Stamping another letter, Yew stamped sat back in his chair and rubbed his eyes. His office was in the basement, bare-walled, stone floor, no windows, no radiator, the only heat from boiler pipes that ran along the ceiling and made knocking sounds that drove him half-mad. Another elf told him the room was converted from a storage room for misfit toys before they found that island to dump them on. He had no reason to doubt it. He reached down into the bottom desk drawer, pulled out a bottle of nog, took a swig straight from the bottle.
“You should put that away. Who knows where they’ll send you next.”
Yew hadn’t noticed the Misses until he heard her sweet, silky, come hither voice. She wore a short red skirt, a fur-collared bustier that revealed the gentle slope of her breasts. Heeled boots completed the outfit, impractical in the snow but perfect for accentuated legs so long, even Ginger would die for.
“I can’t get much lower than this,” Yew said.
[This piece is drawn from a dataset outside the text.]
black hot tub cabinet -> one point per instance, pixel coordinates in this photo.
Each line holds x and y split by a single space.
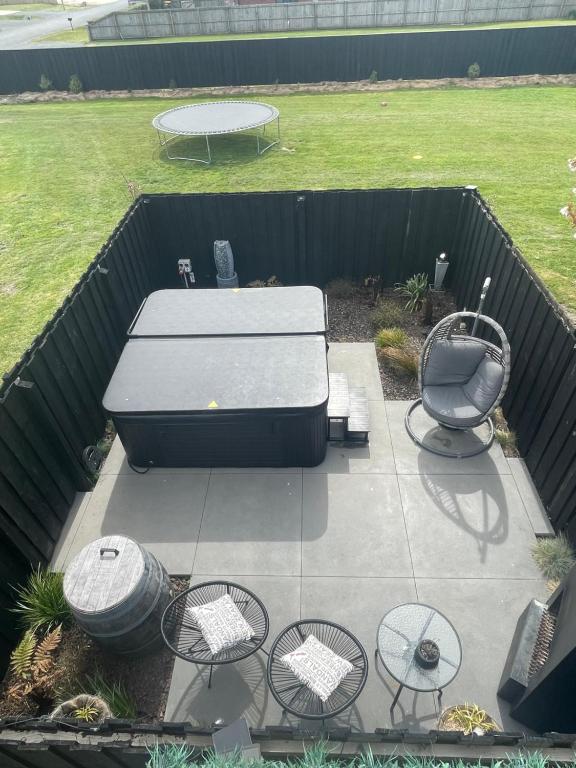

She smiled, her eyes twinkling like an icy pond in the moonlight. Less than a year before, the Big Man had left his wife of one hundred years for her, and no one, least not among the male elves, could blame him.
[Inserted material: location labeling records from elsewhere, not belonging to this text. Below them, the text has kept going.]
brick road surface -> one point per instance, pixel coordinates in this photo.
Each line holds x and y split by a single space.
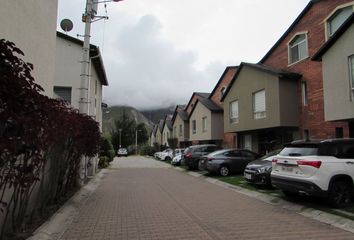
145 199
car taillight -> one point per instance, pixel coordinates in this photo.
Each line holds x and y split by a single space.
315 164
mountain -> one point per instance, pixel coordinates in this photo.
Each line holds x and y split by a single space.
115 112
156 114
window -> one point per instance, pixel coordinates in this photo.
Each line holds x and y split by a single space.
222 91
337 19
351 71
304 93
259 106
298 48
194 126
234 112
204 124
64 93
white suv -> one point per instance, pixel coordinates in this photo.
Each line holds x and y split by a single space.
316 168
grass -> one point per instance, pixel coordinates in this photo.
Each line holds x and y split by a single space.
309 202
She walked towards Yew. He stood, straightening his forest green waistcoat. His pointy nose came no higher than her navel. She bent forward to kiss him, leaving a hint of holly red lipstick on his cheek. She settled down in the chair on the opposite side of his desk, crossing her legs and making herself as comfortable as possible. It was, after all, made for someone of his stature, not hers.
“It’s not the same upstairs without you,” She said.
“Talk to your husband about that,” Yew replied.
“I would if I could, but he’s gone missing. That’s why I’m here.”
“That’s Holly’s job now. He’s the new Chief of Security.” Yew took another drink from his bottle to keep the worry creep into his voice. The Big Man was known to take off now and then without warning, to the Bahamas or Hawaii, someplace warm. But never this close to Christmas, with so much to do. Yew cared about the Big Man. It wasn’t his fault Yew got demoted. You don’t get merry on nog and moon the crowd from atop the Big Man’s float at the Macy’s Day Parade without consequences. After that, he was lucky he wasn’t thrown out of the village altogether.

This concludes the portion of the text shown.